Analyse segmentaire des déformations et nouvelle classification
Nombre de déformations comptent au moins deux défauts associés, parfois davantage, et le mode d’appellation peut prêter à confusion. Il ne faudrait pas confondre, en effet, un pied varus équin (figure 1) et un pied équin varus (figure 2). Dans le premier cas, du fait de l’importance prioritaire du varus, la marche se fait sur le bord externe du pied alors que dans le deuxième cas, du fait de l’importance de l’équinisme, la marche est digitigrade : il est évident que la prise en charge ne peut pas et ne doit pas être la même. Cet exemple caricatural permet de poser le principe d’une classification des déformations en nommant successivement les principales composantes par ordre de gravité décroissante : par exemple, pour le pied plat valgus, sachant qu’il existe des pieds plats sans valgus excessif et des pieds valgus non plats, on conçoit que l’on peut différencier :
des pieds plano-valgus où l’aplatissement est plus sévère que le valgus ;
des pieds valgus plats où le valgus est plus important que l’aplatissement.
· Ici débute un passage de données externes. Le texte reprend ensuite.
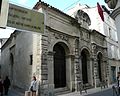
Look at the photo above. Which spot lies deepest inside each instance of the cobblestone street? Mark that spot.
(90, 92)
(93, 92)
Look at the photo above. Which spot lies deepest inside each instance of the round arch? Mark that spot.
(85, 65)
(99, 61)
(60, 65)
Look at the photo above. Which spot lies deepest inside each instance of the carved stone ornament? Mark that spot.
(111, 3)
(61, 36)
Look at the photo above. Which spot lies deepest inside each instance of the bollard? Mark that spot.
(28, 93)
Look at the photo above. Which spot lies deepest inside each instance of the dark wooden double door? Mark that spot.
(59, 66)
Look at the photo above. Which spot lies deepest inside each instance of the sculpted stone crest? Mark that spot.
(111, 3)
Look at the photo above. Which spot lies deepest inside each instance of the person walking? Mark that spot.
(6, 85)
(1, 87)
(34, 86)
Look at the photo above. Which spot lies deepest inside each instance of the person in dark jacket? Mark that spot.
(6, 85)
(1, 87)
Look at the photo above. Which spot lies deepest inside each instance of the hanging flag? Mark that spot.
(100, 11)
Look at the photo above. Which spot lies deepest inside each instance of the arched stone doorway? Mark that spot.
(59, 66)
(85, 66)
(99, 60)
(11, 66)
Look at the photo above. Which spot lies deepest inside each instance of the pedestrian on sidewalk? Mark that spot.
(118, 82)
(34, 86)
(1, 87)
(6, 85)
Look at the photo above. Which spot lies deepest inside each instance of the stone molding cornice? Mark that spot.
(115, 13)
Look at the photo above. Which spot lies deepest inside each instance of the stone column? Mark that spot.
(70, 72)
(94, 64)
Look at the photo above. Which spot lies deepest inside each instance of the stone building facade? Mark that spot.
(67, 52)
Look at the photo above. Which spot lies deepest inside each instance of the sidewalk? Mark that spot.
(13, 92)
(89, 91)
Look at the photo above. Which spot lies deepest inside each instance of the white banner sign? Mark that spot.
(25, 19)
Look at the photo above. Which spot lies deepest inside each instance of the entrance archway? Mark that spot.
(99, 60)
(11, 66)
(84, 61)
(59, 66)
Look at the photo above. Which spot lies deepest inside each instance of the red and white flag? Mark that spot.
(100, 11)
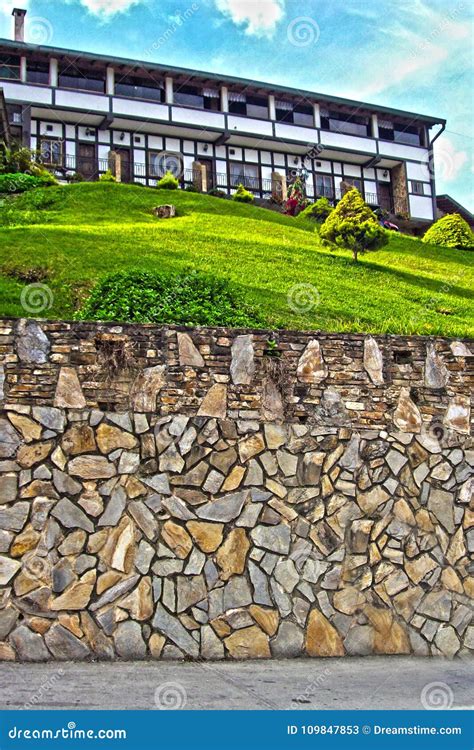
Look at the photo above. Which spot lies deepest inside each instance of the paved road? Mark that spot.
(371, 683)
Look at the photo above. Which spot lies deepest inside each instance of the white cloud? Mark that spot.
(260, 17)
(109, 8)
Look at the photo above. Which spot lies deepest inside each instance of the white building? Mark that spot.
(78, 108)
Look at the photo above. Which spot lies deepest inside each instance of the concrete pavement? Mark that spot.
(347, 683)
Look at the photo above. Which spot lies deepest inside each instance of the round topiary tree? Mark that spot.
(353, 225)
(450, 231)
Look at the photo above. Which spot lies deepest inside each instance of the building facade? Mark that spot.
(80, 109)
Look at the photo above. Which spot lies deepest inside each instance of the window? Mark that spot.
(52, 152)
(139, 87)
(245, 174)
(340, 122)
(417, 187)
(38, 73)
(324, 186)
(71, 78)
(165, 161)
(10, 67)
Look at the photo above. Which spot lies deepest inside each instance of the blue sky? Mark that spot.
(409, 54)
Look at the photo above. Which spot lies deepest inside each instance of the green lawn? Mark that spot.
(91, 229)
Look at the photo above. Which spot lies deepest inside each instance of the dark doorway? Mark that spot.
(86, 160)
(384, 195)
(126, 163)
(209, 164)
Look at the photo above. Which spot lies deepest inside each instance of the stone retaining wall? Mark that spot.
(170, 493)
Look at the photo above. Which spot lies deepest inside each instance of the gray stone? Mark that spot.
(70, 516)
(65, 484)
(129, 642)
(242, 368)
(32, 344)
(172, 628)
(440, 503)
(274, 538)
(261, 592)
(190, 591)
(224, 509)
(9, 439)
(288, 642)
(48, 416)
(114, 508)
(64, 645)
(13, 517)
(237, 593)
(373, 360)
(29, 646)
(8, 488)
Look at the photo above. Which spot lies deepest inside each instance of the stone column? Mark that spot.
(224, 99)
(199, 177)
(279, 188)
(115, 165)
(110, 81)
(400, 189)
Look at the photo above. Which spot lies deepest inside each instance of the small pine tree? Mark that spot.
(450, 231)
(353, 225)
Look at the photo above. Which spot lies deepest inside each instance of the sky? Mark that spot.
(415, 55)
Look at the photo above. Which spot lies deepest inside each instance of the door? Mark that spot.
(209, 164)
(384, 195)
(86, 160)
(126, 164)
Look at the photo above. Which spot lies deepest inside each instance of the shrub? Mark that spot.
(186, 298)
(353, 225)
(18, 182)
(450, 231)
(318, 211)
(242, 195)
(107, 177)
(168, 182)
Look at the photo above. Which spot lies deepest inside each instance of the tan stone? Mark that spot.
(248, 643)
(156, 644)
(24, 542)
(348, 600)
(268, 619)
(30, 430)
(417, 569)
(78, 439)
(77, 595)
(389, 636)
(214, 403)
(251, 446)
(71, 622)
(110, 438)
(139, 602)
(69, 393)
(232, 554)
(29, 455)
(221, 627)
(322, 638)
(234, 479)
(208, 536)
(177, 538)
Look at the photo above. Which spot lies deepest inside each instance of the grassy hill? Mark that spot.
(87, 230)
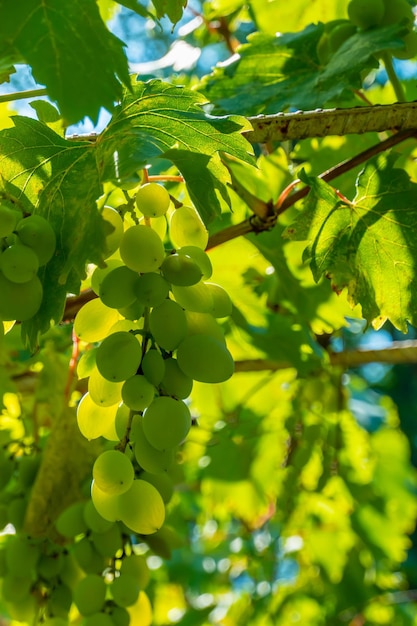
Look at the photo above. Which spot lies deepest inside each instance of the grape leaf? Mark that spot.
(271, 74)
(368, 246)
(70, 50)
(163, 120)
(58, 179)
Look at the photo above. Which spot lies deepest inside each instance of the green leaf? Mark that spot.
(70, 50)
(369, 246)
(57, 179)
(272, 74)
(163, 120)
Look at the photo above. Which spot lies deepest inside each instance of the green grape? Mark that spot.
(94, 520)
(135, 565)
(107, 505)
(200, 257)
(153, 367)
(205, 359)
(93, 420)
(137, 392)
(113, 472)
(71, 522)
(175, 382)
(151, 289)
(166, 422)
(222, 305)
(117, 289)
(102, 391)
(94, 320)
(113, 230)
(89, 594)
(180, 269)
(148, 457)
(19, 263)
(22, 555)
(203, 324)
(197, 298)
(152, 200)
(99, 273)
(168, 324)
(125, 590)
(141, 508)
(120, 616)
(142, 249)
(118, 356)
(98, 619)
(187, 228)
(396, 11)
(19, 301)
(37, 233)
(162, 481)
(366, 13)
(109, 542)
(9, 218)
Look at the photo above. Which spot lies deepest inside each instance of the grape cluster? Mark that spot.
(155, 330)
(26, 244)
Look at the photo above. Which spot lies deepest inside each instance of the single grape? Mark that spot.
(113, 230)
(168, 324)
(175, 382)
(141, 508)
(166, 422)
(152, 200)
(113, 472)
(94, 320)
(151, 289)
(9, 218)
(187, 228)
(118, 356)
(125, 590)
(205, 359)
(102, 391)
(181, 269)
(153, 367)
(366, 13)
(117, 289)
(19, 301)
(137, 392)
(89, 594)
(93, 420)
(148, 457)
(200, 257)
(142, 249)
(19, 263)
(37, 233)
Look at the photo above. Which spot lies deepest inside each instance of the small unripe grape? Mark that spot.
(117, 288)
(166, 422)
(19, 301)
(37, 233)
(141, 508)
(137, 392)
(113, 230)
(366, 13)
(142, 249)
(180, 269)
(205, 359)
(19, 263)
(186, 227)
(9, 218)
(113, 472)
(118, 356)
(168, 324)
(152, 200)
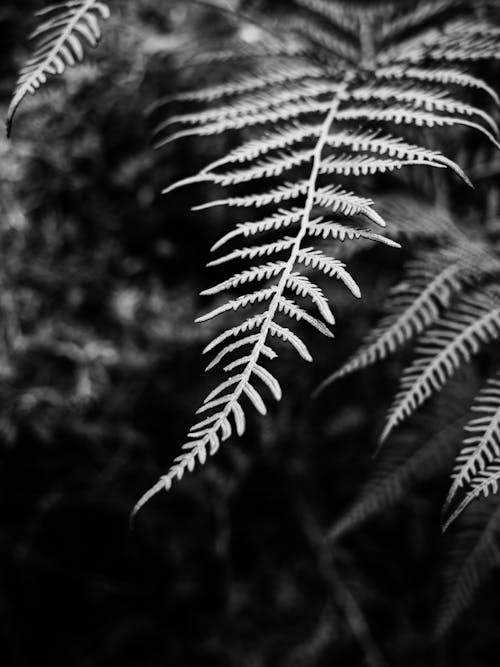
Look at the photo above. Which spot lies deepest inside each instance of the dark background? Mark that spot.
(101, 372)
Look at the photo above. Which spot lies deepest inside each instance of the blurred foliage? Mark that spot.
(100, 370)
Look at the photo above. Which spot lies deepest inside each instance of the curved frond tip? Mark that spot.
(59, 43)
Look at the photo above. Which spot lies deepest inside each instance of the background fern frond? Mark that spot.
(313, 120)
(452, 341)
(481, 449)
(473, 554)
(60, 39)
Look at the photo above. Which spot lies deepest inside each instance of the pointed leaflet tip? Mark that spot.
(162, 484)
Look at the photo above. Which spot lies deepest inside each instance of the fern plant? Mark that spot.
(323, 115)
(59, 43)
(330, 115)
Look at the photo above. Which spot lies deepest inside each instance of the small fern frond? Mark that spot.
(461, 333)
(474, 553)
(340, 109)
(482, 447)
(65, 28)
(396, 474)
(416, 303)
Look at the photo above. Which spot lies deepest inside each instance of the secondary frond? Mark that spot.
(60, 40)
(461, 333)
(314, 128)
(428, 287)
(479, 459)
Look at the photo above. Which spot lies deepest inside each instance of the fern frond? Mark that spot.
(396, 474)
(444, 76)
(60, 37)
(428, 287)
(474, 554)
(356, 134)
(482, 447)
(454, 339)
(275, 74)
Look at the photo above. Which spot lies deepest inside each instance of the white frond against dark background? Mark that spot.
(321, 105)
(64, 30)
(317, 134)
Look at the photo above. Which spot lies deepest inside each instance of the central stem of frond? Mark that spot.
(288, 269)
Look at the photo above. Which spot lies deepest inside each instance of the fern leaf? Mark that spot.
(272, 76)
(396, 474)
(442, 350)
(416, 304)
(482, 447)
(443, 76)
(474, 554)
(65, 27)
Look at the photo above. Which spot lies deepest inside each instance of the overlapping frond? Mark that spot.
(398, 471)
(478, 463)
(60, 38)
(474, 553)
(472, 322)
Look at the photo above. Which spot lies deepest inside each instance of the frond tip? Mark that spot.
(478, 463)
(59, 44)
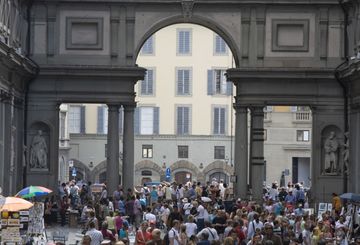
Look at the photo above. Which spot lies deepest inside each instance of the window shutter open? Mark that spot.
(229, 88)
(216, 120)
(222, 121)
(156, 120)
(210, 82)
(82, 119)
(100, 126)
(179, 120)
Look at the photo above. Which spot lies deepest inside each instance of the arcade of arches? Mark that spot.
(284, 54)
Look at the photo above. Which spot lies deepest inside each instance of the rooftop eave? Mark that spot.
(17, 63)
(352, 70)
(133, 73)
(236, 74)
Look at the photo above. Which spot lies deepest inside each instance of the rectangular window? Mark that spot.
(103, 114)
(183, 120)
(302, 135)
(220, 45)
(147, 85)
(146, 120)
(219, 152)
(183, 81)
(183, 151)
(219, 120)
(147, 151)
(218, 84)
(76, 119)
(148, 47)
(183, 41)
(62, 124)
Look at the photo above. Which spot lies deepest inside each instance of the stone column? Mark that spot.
(241, 151)
(128, 147)
(112, 166)
(257, 152)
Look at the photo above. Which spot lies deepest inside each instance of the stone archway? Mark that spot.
(188, 166)
(148, 171)
(217, 166)
(83, 169)
(100, 169)
(216, 24)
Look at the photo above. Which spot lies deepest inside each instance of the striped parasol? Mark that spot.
(33, 191)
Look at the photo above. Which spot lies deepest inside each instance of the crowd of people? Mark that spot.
(194, 213)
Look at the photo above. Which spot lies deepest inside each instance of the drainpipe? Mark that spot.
(342, 83)
(26, 92)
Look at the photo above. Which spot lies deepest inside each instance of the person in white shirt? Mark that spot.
(173, 233)
(213, 235)
(149, 216)
(200, 215)
(191, 227)
(253, 225)
(96, 235)
(186, 207)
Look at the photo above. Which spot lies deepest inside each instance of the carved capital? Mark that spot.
(5, 96)
(187, 8)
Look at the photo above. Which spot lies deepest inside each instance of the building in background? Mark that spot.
(184, 120)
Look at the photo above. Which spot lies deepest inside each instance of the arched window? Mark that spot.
(219, 176)
(146, 173)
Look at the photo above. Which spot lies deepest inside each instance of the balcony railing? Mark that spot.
(302, 116)
(13, 24)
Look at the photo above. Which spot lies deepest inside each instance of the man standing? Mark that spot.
(270, 236)
(96, 236)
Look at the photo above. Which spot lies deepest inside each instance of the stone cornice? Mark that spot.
(150, 2)
(15, 62)
(350, 71)
(235, 74)
(133, 73)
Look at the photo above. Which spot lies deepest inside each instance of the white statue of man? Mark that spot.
(38, 152)
(331, 147)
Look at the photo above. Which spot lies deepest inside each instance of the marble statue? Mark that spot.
(38, 152)
(331, 147)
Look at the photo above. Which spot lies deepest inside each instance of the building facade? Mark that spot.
(284, 54)
(185, 118)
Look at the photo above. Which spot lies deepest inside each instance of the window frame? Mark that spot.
(225, 107)
(301, 138)
(183, 151)
(178, 30)
(218, 148)
(146, 81)
(147, 151)
(216, 52)
(189, 69)
(152, 53)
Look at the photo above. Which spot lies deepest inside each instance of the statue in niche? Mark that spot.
(346, 153)
(38, 152)
(331, 147)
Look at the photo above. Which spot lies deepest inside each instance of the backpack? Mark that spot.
(166, 240)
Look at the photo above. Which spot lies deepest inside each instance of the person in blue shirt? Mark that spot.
(290, 199)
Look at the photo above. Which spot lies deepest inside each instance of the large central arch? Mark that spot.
(271, 68)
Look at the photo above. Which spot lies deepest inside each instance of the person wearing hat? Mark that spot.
(270, 236)
(187, 206)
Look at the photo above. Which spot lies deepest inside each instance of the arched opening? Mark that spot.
(185, 100)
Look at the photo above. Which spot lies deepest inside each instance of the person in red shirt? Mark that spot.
(142, 236)
(237, 228)
(107, 234)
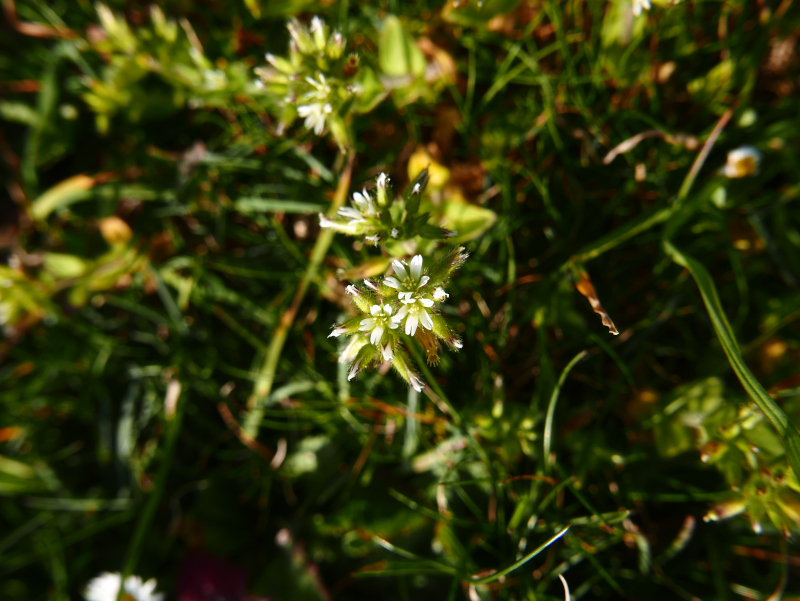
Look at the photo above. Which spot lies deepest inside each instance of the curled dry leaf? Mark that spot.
(585, 287)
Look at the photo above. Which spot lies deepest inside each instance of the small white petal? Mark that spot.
(411, 324)
(349, 212)
(425, 320)
(416, 267)
(399, 270)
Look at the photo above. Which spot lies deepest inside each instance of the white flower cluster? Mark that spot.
(402, 303)
(314, 82)
(106, 588)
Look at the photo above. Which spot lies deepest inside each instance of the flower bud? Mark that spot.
(742, 162)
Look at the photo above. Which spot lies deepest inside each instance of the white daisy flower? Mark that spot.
(380, 321)
(106, 588)
(322, 90)
(639, 5)
(315, 115)
(742, 162)
(414, 312)
(440, 294)
(407, 280)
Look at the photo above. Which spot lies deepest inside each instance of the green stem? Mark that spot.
(551, 407)
(266, 377)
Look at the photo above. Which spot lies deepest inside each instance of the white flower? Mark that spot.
(413, 311)
(410, 280)
(742, 162)
(315, 115)
(363, 208)
(321, 91)
(377, 324)
(638, 5)
(106, 588)
(350, 351)
(363, 202)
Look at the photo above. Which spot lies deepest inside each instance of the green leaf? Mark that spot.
(724, 332)
(64, 266)
(469, 221)
(398, 55)
(70, 190)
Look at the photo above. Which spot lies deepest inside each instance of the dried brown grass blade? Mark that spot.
(585, 287)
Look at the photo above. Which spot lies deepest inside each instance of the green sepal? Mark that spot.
(402, 365)
(443, 331)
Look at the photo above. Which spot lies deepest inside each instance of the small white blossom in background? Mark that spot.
(315, 81)
(742, 162)
(106, 588)
(639, 5)
(315, 115)
(380, 217)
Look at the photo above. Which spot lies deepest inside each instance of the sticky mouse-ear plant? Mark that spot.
(379, 218)
(315, 81)
(405, 303)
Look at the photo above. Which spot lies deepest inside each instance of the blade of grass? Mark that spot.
(551, 408)
(174, 423)
(266, 377)
(521, 562)
(754, 389)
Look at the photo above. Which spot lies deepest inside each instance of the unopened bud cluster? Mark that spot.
(406, 302)
(314, 82)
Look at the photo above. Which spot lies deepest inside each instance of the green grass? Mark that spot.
(545, 447)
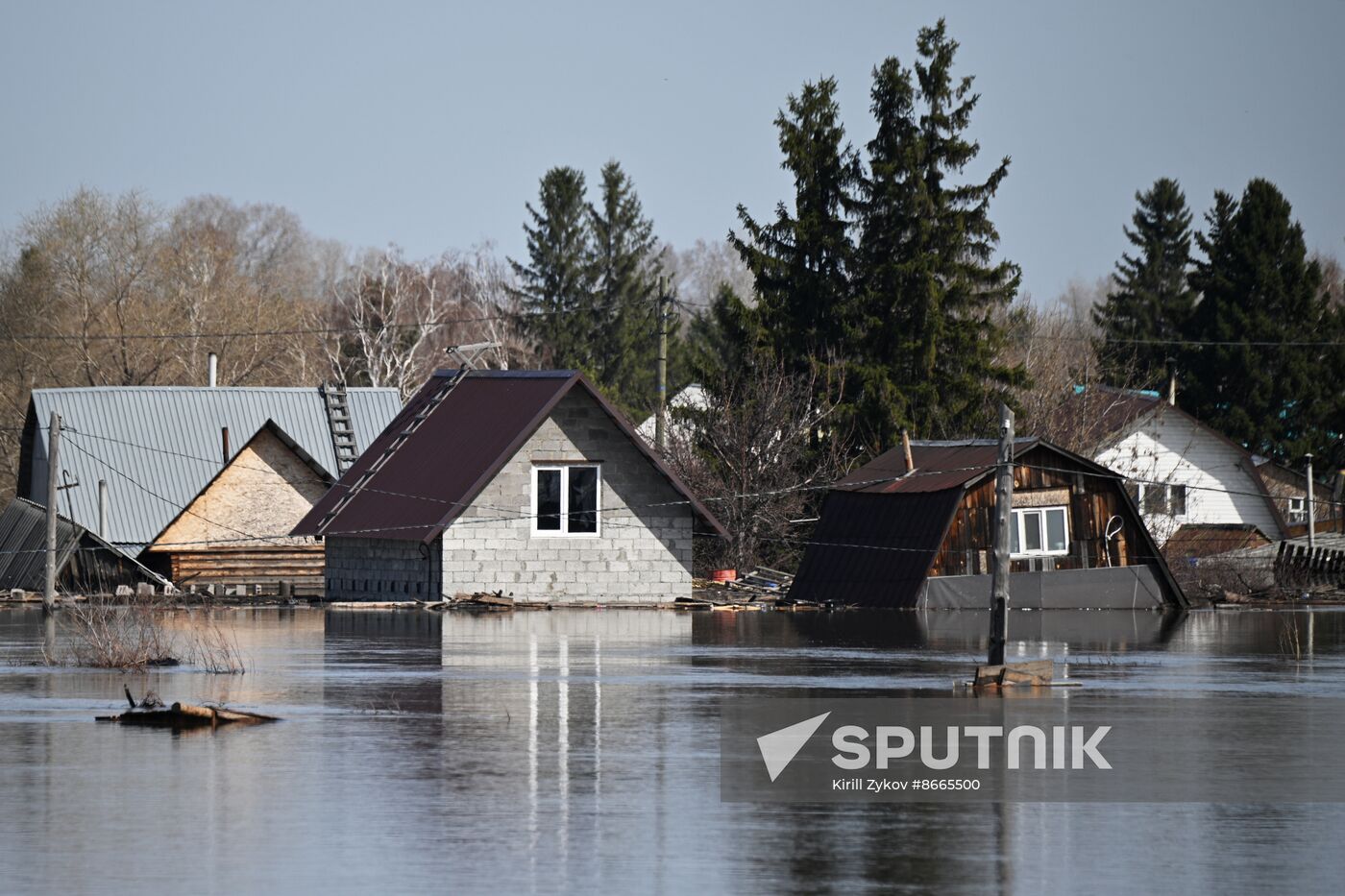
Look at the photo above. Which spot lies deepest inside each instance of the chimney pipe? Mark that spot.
(103, 509)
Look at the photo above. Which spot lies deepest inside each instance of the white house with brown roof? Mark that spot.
(524, 482)
(1180, 472)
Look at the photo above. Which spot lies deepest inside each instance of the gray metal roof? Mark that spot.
(23, 553)
(23, 544)
(159, 446)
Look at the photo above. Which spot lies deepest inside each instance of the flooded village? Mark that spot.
(790, 492)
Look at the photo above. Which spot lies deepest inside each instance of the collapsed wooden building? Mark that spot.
(920, 534)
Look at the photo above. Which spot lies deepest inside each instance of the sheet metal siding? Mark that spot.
(874, 549)
(178, 432)
(23, 545)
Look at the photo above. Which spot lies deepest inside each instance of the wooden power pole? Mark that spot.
(1004, 519)
(49, 594)
(1311, 507)
(661, 415)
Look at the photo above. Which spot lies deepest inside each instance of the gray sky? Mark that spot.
(429, 124)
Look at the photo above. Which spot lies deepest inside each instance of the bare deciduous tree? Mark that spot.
(762, 455)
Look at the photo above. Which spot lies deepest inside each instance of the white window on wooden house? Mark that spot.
(1039, 532)
(1297, 510)
(565, 499)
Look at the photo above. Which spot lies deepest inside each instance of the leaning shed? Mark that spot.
(892, 536)
(524, 482)
(158, 447)
(85, 563)
(235, 530)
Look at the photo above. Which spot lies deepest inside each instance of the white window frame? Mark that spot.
(565, 500)
(1297, 514)
(1167, 499)
(1019, 513)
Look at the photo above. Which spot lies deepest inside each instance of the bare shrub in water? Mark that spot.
(104, 633)
(214, 650)
(107, 633)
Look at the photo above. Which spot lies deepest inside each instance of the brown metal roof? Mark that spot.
(939, 466)
(463, 443)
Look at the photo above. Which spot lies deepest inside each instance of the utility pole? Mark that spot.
(1004, 519)
(49, 594)
(661, 419)
(1311, 507)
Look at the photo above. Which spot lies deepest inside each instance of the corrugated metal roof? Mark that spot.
(464, 440)
(939, 466)
(874, 549)
(23, 545)
(167, 439)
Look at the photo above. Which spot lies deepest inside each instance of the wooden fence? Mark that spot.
(1297, 566)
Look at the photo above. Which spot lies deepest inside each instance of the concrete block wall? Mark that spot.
(382, 569)
(642, 553)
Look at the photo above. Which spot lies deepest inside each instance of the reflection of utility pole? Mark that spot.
(661, 419)
(1004, 519)
(1311, 507)
(49, 594)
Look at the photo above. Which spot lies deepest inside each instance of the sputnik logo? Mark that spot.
(780, 747)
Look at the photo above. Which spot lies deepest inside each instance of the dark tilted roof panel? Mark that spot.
(464, 442)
Il existe d’ailleurs des pieds valgus creux, des pieds valgus convexes et même des pieds valgus à la fois plats et creux (car plats sur la colonne médiale et creux sur la colonne latérale) [figure 3].
Pour comprendre ces nuances, avant de proposer une classification des déformations, il nous semble utile de tenir compte des principaux morphotypes de pieds normaux (voir le chapitre « Morphotypes », pages 57 à 61) et de faire une étude analytique segmentaire des déformations observées, articulation par articulation puis os par os.
Attitudes vicieuses élémentaires de chaque articulation
Complexe articulaire sous-talien (entre le bloc calcanéopédieux et l’unité talo-tibio-fibulaire)
L’adduction du bloc calcanéopédieux (BCP) prédominante est un défaut fréquent dans les pieds bots congénitaux (figure 4); l’ensemble du pied est en adduction par rapport à la jambe et au genou; les radiographies montrent une diminution de la divergence talocalcanéenne de face.
La supination prédominante du BCP entraîne une position du pied en varus (figure 1).
Articulation transverse du tarse (talonaviculaire et calcanéocuboïdienne)
L’attitude en adduction médiotarsienne s’observe dans nombre de pieds bots varus équins congénitaux et dans des pieds varus; l’évaluation radiologique doit se faire sur l’angle calcanéocuboïdien ou l’angle calcaneus-5e métatarsien et non pas, comme le suggèrent la plupart des publications, sur l’angle talus-1er métatarsien. Cette attitude vicieuse est responsable d’une inégalité de longueur des deux colonnes longitudinales du pied avec brièveté de la colonne médiale (figure 3c du chapitre « Concept de bloc calcanéo-pédieux », page 26).
L’abduction médiotarsienne que l’on observe dans certains pieds valgus abductus est bien visualisée par l’angle calcaneus-cuboïde ou calcaneus-5e métatarsien; cette abduction médiotarsienne entraîne une inégalité de longueur des deux colonnes longitudinales du pied inverse de ce que l’on observe dans l’adduction médiotarsienne (figure 5).
La supination prédominante de l’articulation transverse du tarse s’accompagne habituellement d’une horizontalisation du 1er métatarsien (M1), et d’une saillie dorsale de la tête de M1 (défaut d’appui antéromédial puis dorsal bunion). C’est souvent le témoin d’une insuffisance du muscle long fibulaire avec prédominance du muscle tibial antérieur (voir le chapitre « Pied bot varus équin congénital », figure 11, page 103 et figure 24, page 119).
Le creux dans l’articulation transverse du tarse est souvent associé à des déformations osseuses de voisinage, en particulier du naviculaire, et peut entraîner une luxation dorsale de l’os naviculaire (comme dans certaines séquelles de pied bot congénital). Inversement, le creux médiotarsien peut s’accompagner d’une luxation plantaire du médio-pied par rapport à l’arrière-pied dans certaines déformations neurologiques (figure 6).
Déformations osseuses
Déformations en varus et en valgus
Les déformations en varus et en valgus sont liées le plus souvent à une dysharmonie de croissance entre le tibia et la fibula, voire à une épiphysiodèse asymétrique. La déformation en varus est rare mais volontiers iatrogénique (figure 7). La déformation en valgus est de loin la plus fréquente, soit comme compensation d’un varus sous-talien, soit comme accompagnement et aggravation du valgus calcanéen. Même si l’on ne dispose pas d’une radiographie de face de la cheville (avec cerclage du talon selon Méary), on peut deviner cette anomalie sur le cliché de profil en charge (voir le chapitre « Radiologie », page 49).